During August 1825, thousands of Indians representing all the Wisconsin tribes gathered in Prairie du Chien. Territorial governors William Clark of Missouri and Lewis Cass of Michigan facilitated discussions that produced a general treaty of peace among all the tribes. Henry Schoolcraft left a long account of this seminal event in chapter 23 of his memoirs (see below), and painter J.O. Lewis captured the scene and dozens of Indian leaders in color (all included here).

Although it granted no land to the United States, the Prairie du Chien treaty of 1825 opened the door for talks with individual tribes that were intended to do just that. Between 1829 and 1833 the first four of these transferred U.S. title to all lands south of the Fox-Wisconsin waterway, and in five more councils over the next fifteen years the tribes ceded nearly all the rest of Wisconsin to the U.S. government. In a single generation, under the pressure of overwhelming military force, people who had lived here for centuries or millennia lost their rights to their native lands.
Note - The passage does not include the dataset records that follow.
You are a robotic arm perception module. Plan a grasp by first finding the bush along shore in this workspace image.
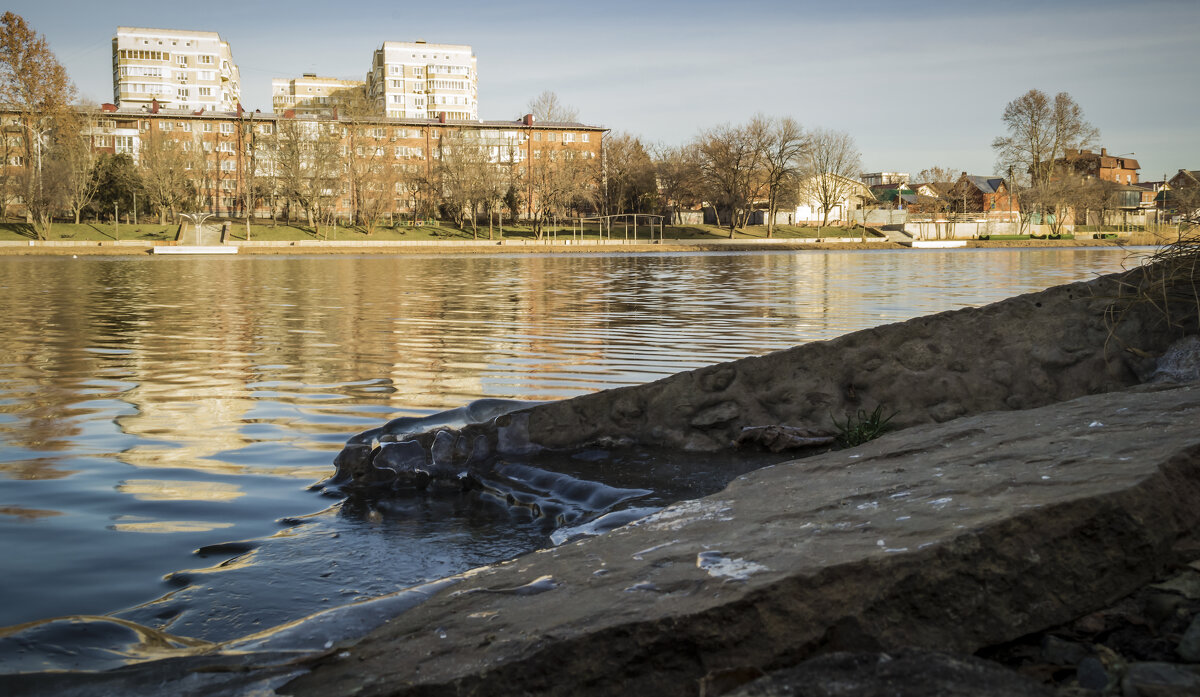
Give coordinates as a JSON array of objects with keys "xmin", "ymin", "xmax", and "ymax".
[
  {"xmin": 0, "ymin": 221, "xmax": 1171, "ymax": 254},
  {"xmin": 0, "ymin": 245, "xmax": 1200, "ymax": 696}
]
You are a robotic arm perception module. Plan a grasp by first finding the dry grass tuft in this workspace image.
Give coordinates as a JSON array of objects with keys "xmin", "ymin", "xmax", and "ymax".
[{"xmin": 1108, "ymin": 226, "xmax": 1200, "ymax": 340}]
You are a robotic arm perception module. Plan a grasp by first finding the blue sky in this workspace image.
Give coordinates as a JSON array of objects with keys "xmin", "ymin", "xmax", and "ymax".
[{"xmin": 8, "ymin": 0, "xmax": 1200, "ymax": 180}]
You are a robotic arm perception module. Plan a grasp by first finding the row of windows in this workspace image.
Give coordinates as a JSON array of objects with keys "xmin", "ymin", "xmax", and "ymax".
[
  {"xmin": 426, "ymin": 80, "xmax": 468, "ymax": 90},
  {"xmin": 96, "ymin": 119, "xmax": 592, "ymax": 150},
  {"xmin": 118, "ymin": 48, "xmax": 170, "ymax": 60}
]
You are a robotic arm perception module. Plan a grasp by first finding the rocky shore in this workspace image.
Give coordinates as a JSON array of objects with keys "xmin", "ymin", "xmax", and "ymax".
[
  {"xmin": 0, "ymin": 256, "xmax": 1200, "ymax": 697},
  {"xmin": 0, "ymin": 239, "xmax": 1120, "ymax": 257}
]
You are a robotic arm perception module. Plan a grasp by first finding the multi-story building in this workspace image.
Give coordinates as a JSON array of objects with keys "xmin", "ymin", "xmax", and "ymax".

More than seventy treaties were negotiated with Wisconsin Indians between 1804 and 1854. Though compensation was always granted for ceded territory, it was often minimal as white negotiators took advantage of their Indian counterparts. "We are ignorant of the way you measure land," says a Menominee chief in one of the documents given here. "We do not know what you mean by the acres you speak of. What is it?" U.S. negotiators could be equally ignorant: they negotiated and signed more than one treaty with Indians who lacked authority to speak for their nation. In addition to ignorance, factors such as misplaced benevolence, romantic paternalism, simple racism, malice, and plain human greed all played roles in the legal dispossession of Wisconsin's first peoples.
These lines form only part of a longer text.